Setelah briefing singkat, mereka tersebar untuk menjalankan tugas masing-masing. Lexi kemudian mendekati Mira yang duduk sambil menopang dagunya dengan satu tangan.
"Mir, kamu masih kuat?" Lexi bertanya sambil duduk di samping Mira. "Atau kamu masih ... mikirin Firman?"
Mira hanya menghela napas sebagai jawaban, tanpa mengucapkan kata apa pun.
Lexi meraih tangan Mira lembut, menggenggam punggung tangannya dengan penuh kehangatan. Dia mencoba memberikan penenangan.
"Ingatlah ini, Mir," ucap Lexi perlahan, mata mereka bertatapan. "Firman dalam keadaan baik. Dia kuat dan tidak akan mati. Kita akan bawa Firman keluar dari tempat itu dan mengalahkan Yudi. Kamu harus tetap tenang. Jangan biarkan rasa khawatirmu merusak semangatmu. Kita harus kuat demi Firman, dia akan butuh kita."
Mira terdiam, merenungkan kata-kata Lexi. Tangannya meraih wajahnya, mengusap air mata yang perlahan mengering di pipinya.
"Ya, Lex. Aku tahu itu," jawab Mira singkat. Suaranya masih terdengar serak.
Di dalam hati, Mira terkoyak oleh rahasia besar yang selama ini dia sembunyikan. Apa yang akan terjadi jika Firman tahu rahasia tersebut sebelum waktunya? Kekhawatirannya adalah bahwa Yudi bisa menggunakan rahasia itu sebagai ancaman untuk memaksa Mira berpisah dari Firman. Mira tidak ingin hal itu benar-benar terjadi.
"Aku bakal buat kamu tenang dulu." Lexi kemudian merangkul lengan Mira dan tak lupa menyapukan bagian tersebut agar Mira tidak kelepasan menumpahkan kesedihan.

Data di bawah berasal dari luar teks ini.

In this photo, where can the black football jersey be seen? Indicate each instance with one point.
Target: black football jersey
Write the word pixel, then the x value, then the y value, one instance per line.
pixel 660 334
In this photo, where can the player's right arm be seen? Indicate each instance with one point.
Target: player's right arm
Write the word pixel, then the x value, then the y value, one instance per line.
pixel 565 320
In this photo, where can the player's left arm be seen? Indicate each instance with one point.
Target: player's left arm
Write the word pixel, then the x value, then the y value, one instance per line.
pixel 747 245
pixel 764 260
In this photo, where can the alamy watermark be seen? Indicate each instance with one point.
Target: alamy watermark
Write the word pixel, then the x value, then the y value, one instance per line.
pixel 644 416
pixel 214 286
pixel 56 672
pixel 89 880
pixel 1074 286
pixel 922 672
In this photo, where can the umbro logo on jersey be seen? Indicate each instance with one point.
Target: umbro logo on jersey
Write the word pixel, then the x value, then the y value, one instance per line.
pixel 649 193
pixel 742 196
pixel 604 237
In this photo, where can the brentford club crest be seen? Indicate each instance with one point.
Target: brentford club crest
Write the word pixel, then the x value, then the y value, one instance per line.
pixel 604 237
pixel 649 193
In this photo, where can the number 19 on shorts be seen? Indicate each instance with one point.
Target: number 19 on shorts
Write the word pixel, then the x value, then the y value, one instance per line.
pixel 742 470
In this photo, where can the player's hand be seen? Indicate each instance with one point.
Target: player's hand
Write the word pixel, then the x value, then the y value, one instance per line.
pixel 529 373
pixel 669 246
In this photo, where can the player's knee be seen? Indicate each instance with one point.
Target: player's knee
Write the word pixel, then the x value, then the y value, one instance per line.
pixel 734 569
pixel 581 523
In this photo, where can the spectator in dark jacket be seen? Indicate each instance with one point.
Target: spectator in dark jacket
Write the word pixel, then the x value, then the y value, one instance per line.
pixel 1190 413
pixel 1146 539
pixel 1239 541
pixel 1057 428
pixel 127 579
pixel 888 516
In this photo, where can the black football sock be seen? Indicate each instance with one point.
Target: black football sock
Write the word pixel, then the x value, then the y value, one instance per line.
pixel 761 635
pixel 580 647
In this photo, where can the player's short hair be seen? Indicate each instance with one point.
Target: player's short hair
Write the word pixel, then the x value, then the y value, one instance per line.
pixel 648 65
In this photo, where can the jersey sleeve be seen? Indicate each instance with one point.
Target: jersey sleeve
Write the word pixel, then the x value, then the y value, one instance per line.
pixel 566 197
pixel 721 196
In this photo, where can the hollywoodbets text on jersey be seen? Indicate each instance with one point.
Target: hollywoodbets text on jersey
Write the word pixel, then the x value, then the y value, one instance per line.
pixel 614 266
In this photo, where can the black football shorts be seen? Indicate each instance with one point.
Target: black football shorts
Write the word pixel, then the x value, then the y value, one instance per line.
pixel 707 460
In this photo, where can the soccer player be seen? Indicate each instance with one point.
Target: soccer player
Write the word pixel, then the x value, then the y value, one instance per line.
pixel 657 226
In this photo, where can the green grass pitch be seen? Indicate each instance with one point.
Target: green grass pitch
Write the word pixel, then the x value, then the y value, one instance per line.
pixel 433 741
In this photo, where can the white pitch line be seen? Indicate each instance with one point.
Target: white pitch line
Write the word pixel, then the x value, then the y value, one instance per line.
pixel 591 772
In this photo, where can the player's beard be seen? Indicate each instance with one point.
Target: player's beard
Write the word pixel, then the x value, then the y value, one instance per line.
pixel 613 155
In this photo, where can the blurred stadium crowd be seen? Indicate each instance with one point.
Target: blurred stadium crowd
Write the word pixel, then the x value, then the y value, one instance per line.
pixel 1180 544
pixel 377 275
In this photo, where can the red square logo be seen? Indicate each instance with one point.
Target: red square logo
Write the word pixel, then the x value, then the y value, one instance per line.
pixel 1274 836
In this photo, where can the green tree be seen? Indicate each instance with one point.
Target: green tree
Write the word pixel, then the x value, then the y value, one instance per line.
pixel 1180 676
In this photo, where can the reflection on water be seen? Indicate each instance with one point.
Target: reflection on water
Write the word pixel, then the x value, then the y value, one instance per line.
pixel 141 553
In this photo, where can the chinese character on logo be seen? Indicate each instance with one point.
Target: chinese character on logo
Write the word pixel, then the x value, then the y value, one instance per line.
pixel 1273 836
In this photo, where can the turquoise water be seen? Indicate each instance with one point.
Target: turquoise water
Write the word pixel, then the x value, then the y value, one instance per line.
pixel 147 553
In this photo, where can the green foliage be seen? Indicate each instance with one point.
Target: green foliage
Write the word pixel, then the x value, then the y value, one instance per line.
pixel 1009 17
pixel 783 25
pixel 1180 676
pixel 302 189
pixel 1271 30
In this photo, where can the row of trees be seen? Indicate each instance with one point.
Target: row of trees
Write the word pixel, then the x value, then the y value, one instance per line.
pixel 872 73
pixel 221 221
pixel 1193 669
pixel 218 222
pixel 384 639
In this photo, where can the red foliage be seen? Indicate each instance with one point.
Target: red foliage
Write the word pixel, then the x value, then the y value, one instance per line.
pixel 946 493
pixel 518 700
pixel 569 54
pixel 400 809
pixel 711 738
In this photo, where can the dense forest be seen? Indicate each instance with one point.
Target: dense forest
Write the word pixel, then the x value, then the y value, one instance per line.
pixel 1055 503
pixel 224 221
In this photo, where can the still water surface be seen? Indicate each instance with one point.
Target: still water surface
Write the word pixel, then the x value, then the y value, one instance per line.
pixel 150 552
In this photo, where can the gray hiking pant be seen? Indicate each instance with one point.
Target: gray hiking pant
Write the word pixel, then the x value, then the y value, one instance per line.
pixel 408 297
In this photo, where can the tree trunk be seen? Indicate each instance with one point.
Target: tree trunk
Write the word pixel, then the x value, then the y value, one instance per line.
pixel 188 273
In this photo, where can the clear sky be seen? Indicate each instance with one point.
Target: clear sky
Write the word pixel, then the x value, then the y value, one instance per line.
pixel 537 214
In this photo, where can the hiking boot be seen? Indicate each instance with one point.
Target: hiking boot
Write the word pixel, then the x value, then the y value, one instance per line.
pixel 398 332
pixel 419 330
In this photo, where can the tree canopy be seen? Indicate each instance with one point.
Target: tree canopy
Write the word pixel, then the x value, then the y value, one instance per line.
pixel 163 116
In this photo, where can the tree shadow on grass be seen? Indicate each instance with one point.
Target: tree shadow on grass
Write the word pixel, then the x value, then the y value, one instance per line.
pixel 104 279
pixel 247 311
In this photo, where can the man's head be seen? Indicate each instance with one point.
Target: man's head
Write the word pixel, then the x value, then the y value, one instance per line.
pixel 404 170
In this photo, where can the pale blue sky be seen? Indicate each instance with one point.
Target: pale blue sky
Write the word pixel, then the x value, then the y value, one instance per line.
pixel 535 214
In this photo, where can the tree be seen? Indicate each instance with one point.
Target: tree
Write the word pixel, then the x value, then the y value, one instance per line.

Lexi tetap pada posisinya dan melakukannya lebih erat, mencoba memberikan dukungan dan ketenangan. Sementara MIra, kekhawatiran tetaplah dia rasakan karena rahasia besar masih tertutup rapat-rapat. Mira tahu Yudi memegang rahasianya dan takut saja apabila Yudi mengungkapkannya pada Firman.
Mira hanya bisa menghela napas sambil memejamkan mata dalam rangkulan Lexi, dia harus terus tenang daripada membuatnya makin tertekan. Mira perlu memprioritaskan Firman kini, harap saja tidak ada yang menghambat misi mereka.